A Besta desferiu um soco na árvore que estava ao seu lado. Rosnou, emitiu uma espécie de rugido de ódio e afundou o focinho naquela poça podre que continha restos das três vítimas da noite anterior. Com bocadas furiosas, pegava os pedaços de carne já escura que foram vomitados. Goles grandes da pasta líquida de sangue, suco gástrico do humano, tiras finas de carne e ossos já esfarelados que já estavam misturados aquele hidromel natural de carnívoro. Tudo aquilo estava sendo bebido ou devorado novamente. Nenhuma daquelas coisas poderia ser desperdiçada por causa do inútil com o qual o Lobisomem precisava dividir espaço.
Um segundo foi tempo suficiente para Nolan recobrar a consciência e retomar o corpo do animal. Seus olhos piscaram rapidamente e o gosto pútrido tomou conta de sua boca. Ele estava ali, bebendo aquela mistura de coisas malditas, daquelas pessoas que ele tinha matado e comido na noite anterior.
A ideia era pesada demais para ser digerida, e o fez ficar parado ali, de quatro. Uma consciência humana controlando o corpo de uma Besta mortífera, cruel, feita para matar e destruir. Longos fios de baba misturada ao sangue grosseiro ligavam a boca do animal à poça morna que ainda restava ali embaixo. Quase tudo tinha sido devorado e bebido novamente pelo animal.

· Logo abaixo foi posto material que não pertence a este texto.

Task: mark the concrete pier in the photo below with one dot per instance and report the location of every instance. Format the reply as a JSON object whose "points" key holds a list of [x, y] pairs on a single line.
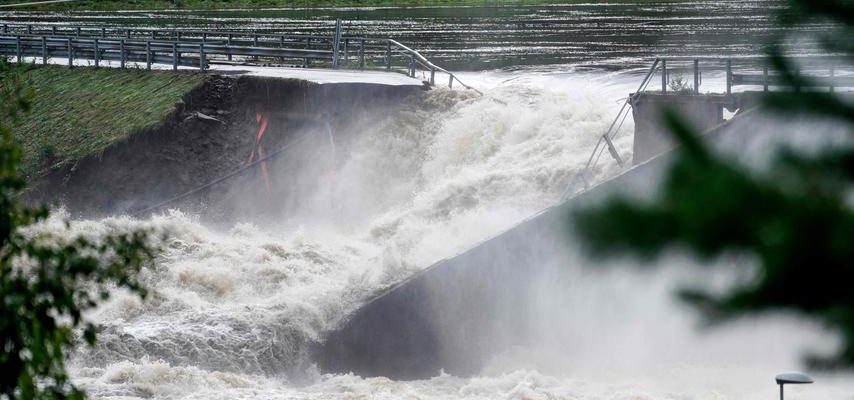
{"points": [[704, 112]]}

A briga recomeçou quando ele involuntariamente afundou o focinho no sangue e tragou um gole grande, bebendo sangue, aquela gosma e terra. O vômito veio com tudo e o enorme corpo bestial se pôs a vomitar tudo de novo. O corpo queria, mas o cérebro humano repudiava tudo aquilo: o sangue humano, a carne, o vômito, o gosto e o cheiro de carniça.

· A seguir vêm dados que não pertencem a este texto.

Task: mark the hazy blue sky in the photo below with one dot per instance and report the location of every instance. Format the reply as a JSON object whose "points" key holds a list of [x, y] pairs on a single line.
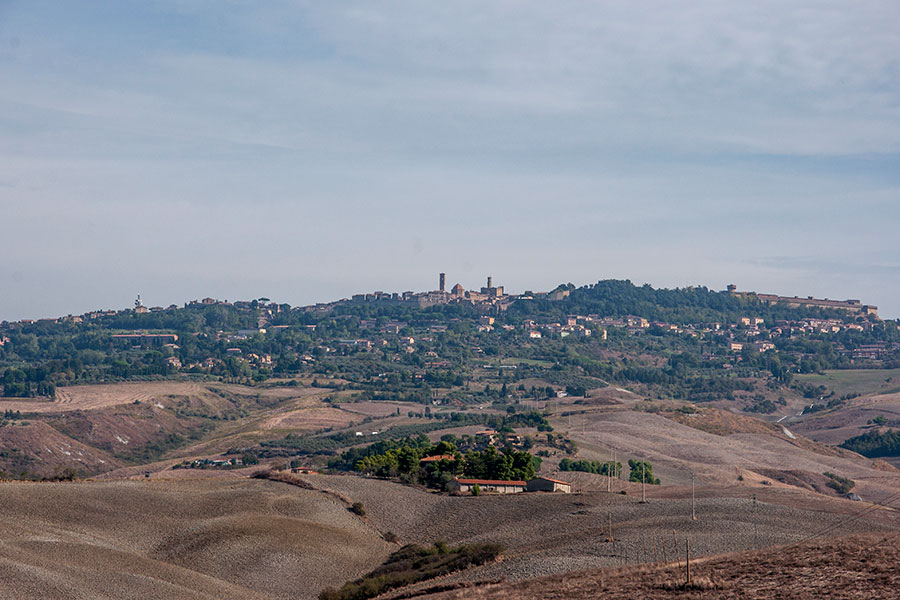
{"points": [[305, 151]]}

O corpo bestial controlou a garganta e parou de vomitar. Girou o corpo, socou outra árvore e voltou a beber a mistura podre que tinha sido vomitada com uma ferocidade monstruosa.
O processo de vomitar o que o humano repudiava, contra o processo de devorar o que era alimento para a Besta, se tornou repetitivo. Nolan e o Lobisomem ficaram ali, brigando por longos e intermináveis minutos. Lapsos de consciência humana eram sobrepostos pela consciência animal, e vice e versa. A luta pelo controle estava ficando violenta.
A guerra entre o humano e o animal estava sendo travada mais uma vez. Tantos anos juntos, e ao mesmo tempo, separados, e agora, por algum motivo, o animal clamava pelo controle. Mesmo fora da lua cheia. A guerra incansável, o momento decisivo de quem controlaria tudo dali em diante, seria vencida por quem cedesse por último ao cansaço.
E finalmente, a consciência humana foi subjugada pelo desejo animal e pela fome, e o Lobisomem expulsou Nolan completamente. Uivou alto. Lambeu os beiços negros, chacoalhou os pelos longos cobertos de sangue já meio podre. Terminou de beber, lamber ou comer o que tinha restado daquela mistura que tinha sido expelida já tantas vezes naquilo que pareceram horas de briga. Pedaços de terra molhada e pedras pequenas tinham sido ingeridas juntamente ao vomito. Não era exatamente um problema para o animal.
Ele precisava admitir que o humano realmente tinha força. Pelo menos a mente dele. Era uma pena que essa força toda era usada para repelir os instintos animais. Mas isso não importava. O animal se sobrepõe ao humano. A natureza e a força dos instintos estão ao lado da Besta e da violência. Não há contradição. A hora do Lobisomem finalmente tinha chegado.